Meine Blicke streifen Steinwände. Diese gibt es nur im Keller. Mama sagt ich darf nicht in den Keller. Ich blicke hinter mich und schaue, ob sie mich sieht. Mama hat liebe Augen und lächelt immer, wenn sie meinen Kopf streichelt. „Haare wie Gold“ sagt sie dann immer. Ich möchte nicht, dass Mama traurig wird, aber ich möchte wissen, was da unten ist. Der Saum kitzelt wieder an meinen Beinen, die Kälte lässt meinen Körper kribbeln. Einfach weiter.

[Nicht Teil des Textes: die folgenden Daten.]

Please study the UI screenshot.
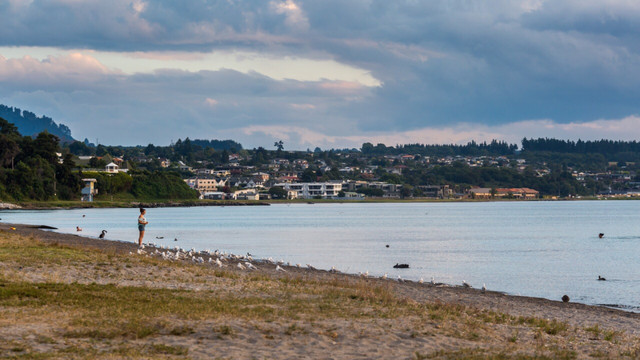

„Morgen früh, wenn Gott will…“
Da! Weint da jemand? Hopsend laufe ich weiter. Springen tut gut. Es wirkt als würde ich schweben. Weg vom kalten Boden. Ich glaube, es ist ein Mann der da weint und er redet. Was redet er nur? Ich höre auf zu hopsen und laufe den Gang entlang.
„… wirst du wieder geweckt, …“
Ein Blick in den nächsten Raum zeigt mir, wer da weint. Ich glaube er ist ein Freund von Mama. Er beugt sich nach vorne und flüstert etwas: „Ich hab das nicht gewollt“. Seltsam. Was hat er nicht gewollt? Neugierig stelle ich mich in die Tür und sehe, dass vor ihm jemand liegt. Der Boden ist doch viel zu kalt zum Schlafen. Die Gänsehaut ist nun bis auf meinen Kopf gekrabbelt. Es fühlt sich seltsam an. Aber ich möchte nicht mehr hopsen. Möchte eigentlich weg, bevor der Mann mich sieht. „Ich hab das nicht gewollt“.
„…morgen früh,…“
Ich weiß nicht warum, doch die Kälte in meinem Rücken treibt mich nach vorne. Möchte wissen wer da liegt. Mit jedem Schritt sehe ich mehr. Es sind dünne Beine. Der Saum eines Kleides. Ohne darüber nachzudenken streiche ich über mein Nachthemd. Der Wehklang des Mannes wird lauter. Er beugt sich zu der Person vor sich und haucht ihr einen Kuss auf die Stirn Ich traue mich näher – nur einen kleinen Schritt. Goldenes Haar sehe ich. Ich bleibe stehen. Meine Hand streift über meinen Kopf bis hinab zu meinen Haarspitzen. Plötzlich steht der Mann auf. Was ist, wenn er mich sieht?
„… so Gott will…“
Der Mann wird hektisch. Sieht sich um. Sieht mich nicht. Er läuft los und auf mich zu. Wieso hält er nicht an? Wieso bleibt er nicht stehen? Er läuft durch mich hindurch, mein Blick folgt ihm. Die Kälte ist nun überall. Der Mann ist dafür fort. Langsam drehe ich mich um. Dort liegt ein Mädchen. Goldenes Haar, ein schönes Nachthemd. Ich knie mich vor ihr hin. Nehme den Platz des Mannes ein. Streiche über die Haare und hinterlasse doch keinen Abdruck. Wie kommt die Leiche in den Keller? Jetzt weiß ich, warum Mama sagt ich darf nicht in den Keller. Nichts als Böses und Kälte ist hier.